Es sind happige Vorwürfe gegen die Direktorin einer Berner Credit-Suisse-Filiale: Rita K.* (60) hat sich von einer todkranken Kundin über 100'000 Franken schenken lassen. Zudem liess sie sich Handwerkerrechnungen in Höhe von rund 19'000 Franken bezahlen.
Die Kundin, Anita G.* (†73), eine vermögende Langenthalerin, ist zum Zeitpunkt der Schenkungen unter starken Medikamenten – und praktisch blind.
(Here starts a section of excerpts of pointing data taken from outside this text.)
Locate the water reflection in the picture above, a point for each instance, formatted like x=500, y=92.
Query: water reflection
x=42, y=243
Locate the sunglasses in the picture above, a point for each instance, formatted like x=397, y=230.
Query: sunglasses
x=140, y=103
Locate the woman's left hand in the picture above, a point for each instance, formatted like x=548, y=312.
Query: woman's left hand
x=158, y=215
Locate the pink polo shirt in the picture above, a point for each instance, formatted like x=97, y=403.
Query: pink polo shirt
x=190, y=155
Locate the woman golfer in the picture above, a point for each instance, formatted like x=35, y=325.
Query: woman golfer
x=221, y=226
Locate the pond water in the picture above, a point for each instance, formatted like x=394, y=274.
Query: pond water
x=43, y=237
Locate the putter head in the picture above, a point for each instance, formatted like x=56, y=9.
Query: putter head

Im Juni ist die Bankkundin an Krebs gestorben.
Es gibt berechtigte Zweifel an der Schenkung
Aufgeflogen sind die heiklen Transaktionen nur dank ihres Neffen, den Anita G. als Alleinerben in ihrem Testament eingesetzt hatte. «Zum Zeitpunkt, als meine Tante angeblich die Schenkung über 100'000 Franken gemacht hat, war sie unter starken Opioiden – litt zeitweise unter Verwirrtheit und war teilweise kaum mehr ansprechbar», sagt er. Es gebe darum berechtigte Zweifel, ob die verstorbene Tante das Geld tatsächlich im vollen Bewusstsein der Credit-Suisse-Direktorin geschenkt habe.
Der Arzt, der seine Tante in den Tod begleitet hat, meldete die merkwürdigen Schenkungen im September der Whistleblower-Stelle der Credit Suisse. Diese reagierte jedoch nicht auf Anfragen des Neffen. Auch als BLICK bei der Credit Suisse nachfragt, ob die Annahme so hoher Schenkungen nicht gegen die bankinternen Vorschriften verstosse, zeigt sich die Grossbank wortkarg.
Bis gestern. Da räumt die Credit Suisse plötzlich Fehler ein. «Die bisherigen Abklärungen haben ergeben, dass die Mitarbeiterin gegen bestehende Compliance-Vorschriften verstossen hat», sagt Mediensprecher Dominique Gerster zu BLICK. Man betont, dass die Credit Suisse sehr wohl über «klare Weisungen verfüge, die Zuwendungen an Mitarbeiter sowie Interessenkonflikte regeln».
Grossbank hat Massnahmen ergriffen
Das Eingeständnis dürfte dem Neffen helfen, das Geld zurückzubekommen. Er prüft rechtliche Schritte gegen Rita K. und bereitet zusammen mit seinem Anwalt eine Beschwerde beim Bankenombudsmann vor.
Auch die Credit Suisse schreibt, dass in Sachen Rita K. bereits Massnahmen wegen ihres Verstosses gegen die Compliance-Vorschriften ergriffen wurden. Dabei will der Sprecher aber explizit nicht bestätigen, ob die Frau weiter bei der Grossbank angestellt ist.